OCEAN PARK — A severely ill sea otter that washed up near Ocean Park Monday night will be euthanized, Dyanna Lambourn, a WDFW biologist based in Olympia, said Tuesday.
The young otter may have become exhausted from the rough ocean conditions in recent days. Sea otters rarely come to land unless they are sick or the waves are too rough for them.
It was removed from the beach following authorization by the U.S. Fish and Wildlife Service, which closely monitors the species. Lambourn said Tuesday morning that she was en route to the peninsula to humanely end the animal’s life and prepare its body for shipment to a national laboratory to determine what caused its illness.
This is the first reported confirmed sighting of a living sea otter in Pacific County in several years — though they may occasionally hunt and transit through this area without being noticed.
In 2015, three dead sea otters washed up on Peninsula beaches, a possible result of unusually warm ocean temperatures.
Sea otter pelts were once a mainstay of the Lower Columbia River economy. Between 1700 and 1911, an estimated 1 million sea otters were trapped and killed for their fur along North America’s Pacific coast.
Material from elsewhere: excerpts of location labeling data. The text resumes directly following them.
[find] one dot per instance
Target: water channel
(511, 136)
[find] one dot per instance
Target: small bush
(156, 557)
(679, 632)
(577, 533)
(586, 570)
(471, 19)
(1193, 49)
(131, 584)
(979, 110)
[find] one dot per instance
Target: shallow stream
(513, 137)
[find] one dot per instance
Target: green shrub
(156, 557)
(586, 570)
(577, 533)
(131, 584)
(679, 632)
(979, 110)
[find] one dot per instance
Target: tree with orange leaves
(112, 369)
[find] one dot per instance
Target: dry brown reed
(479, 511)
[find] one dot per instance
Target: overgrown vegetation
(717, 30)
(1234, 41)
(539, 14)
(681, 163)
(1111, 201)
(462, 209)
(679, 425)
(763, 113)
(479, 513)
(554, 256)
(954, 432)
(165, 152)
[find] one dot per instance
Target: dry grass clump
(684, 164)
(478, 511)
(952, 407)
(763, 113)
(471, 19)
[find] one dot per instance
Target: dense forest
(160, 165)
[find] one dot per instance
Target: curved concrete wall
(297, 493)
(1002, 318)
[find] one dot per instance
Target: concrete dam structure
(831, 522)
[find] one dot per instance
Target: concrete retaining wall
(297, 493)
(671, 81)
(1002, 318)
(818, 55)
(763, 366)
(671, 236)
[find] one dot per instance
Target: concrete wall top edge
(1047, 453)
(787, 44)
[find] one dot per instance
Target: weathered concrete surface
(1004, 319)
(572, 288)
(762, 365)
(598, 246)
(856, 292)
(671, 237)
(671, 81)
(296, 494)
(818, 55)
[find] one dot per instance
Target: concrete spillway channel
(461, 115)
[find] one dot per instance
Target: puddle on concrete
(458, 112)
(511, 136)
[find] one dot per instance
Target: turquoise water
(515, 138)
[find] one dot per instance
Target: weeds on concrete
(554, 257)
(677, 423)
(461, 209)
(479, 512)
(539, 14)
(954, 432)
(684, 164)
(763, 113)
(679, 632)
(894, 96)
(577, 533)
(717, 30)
After being absent from the state for decades, 59 sea otters from Alaska were introduced to the northern Washington coast in 1969 and 1970. The sea otter has been listed as a state endangered species since 1981.
In 2018, the Washington Department of Fish and Wildlife reported the state’s sea otters are mostly confined to about 80 miles of outer coast along the Olympic Peninsula. “The population has shown strong growth, averaging 9.5 percent per year since 1989 and increased to a 3-year running average of 1,753 individuals from 2015 through 2017,” WDFW said.
Range expansion is an objective of WDFW’s 2004 Recovery Plan, with suitable habitat available along the Strait of Juan de Fuca and north to Vancouver Island.
“There is also potential for range expansion south into unoccupied habitat such as Grays Harbor and Willapa Bay,” WDFW said, while noting that extensive human modification of habitat may discourage sea otters from recolonizing this area.
“Currently there is no consensus on why sea otters are not clearly expanding into available habitat,” WDFW said.
The first known modern Columbia sighting was on March 12, 2009 at North Head. Later in the same week, perhaps the same otter was spotted inside Baker Bay within Cape Disappointment State Park. No official live sightings were reported between then and now, though occasional appearances have been rumored.
The animals are protected by the U.S. Marine Mammal Protection Act, with steep fines and imprisonment for anyone convicted of harming or harassing them.
Because sea otters are so rare, confirmed sightings and strandings are important to report. If people see a sea otter, gather as much detail about the sighting as possible — its color, what it was doing, and where it was — then call 1-87-SEAOTTER (877-326-8837) to report sightings.
If you encounter a stranded sea otter, do not approach it. It is illegal to handle sea otters and other marine mammals.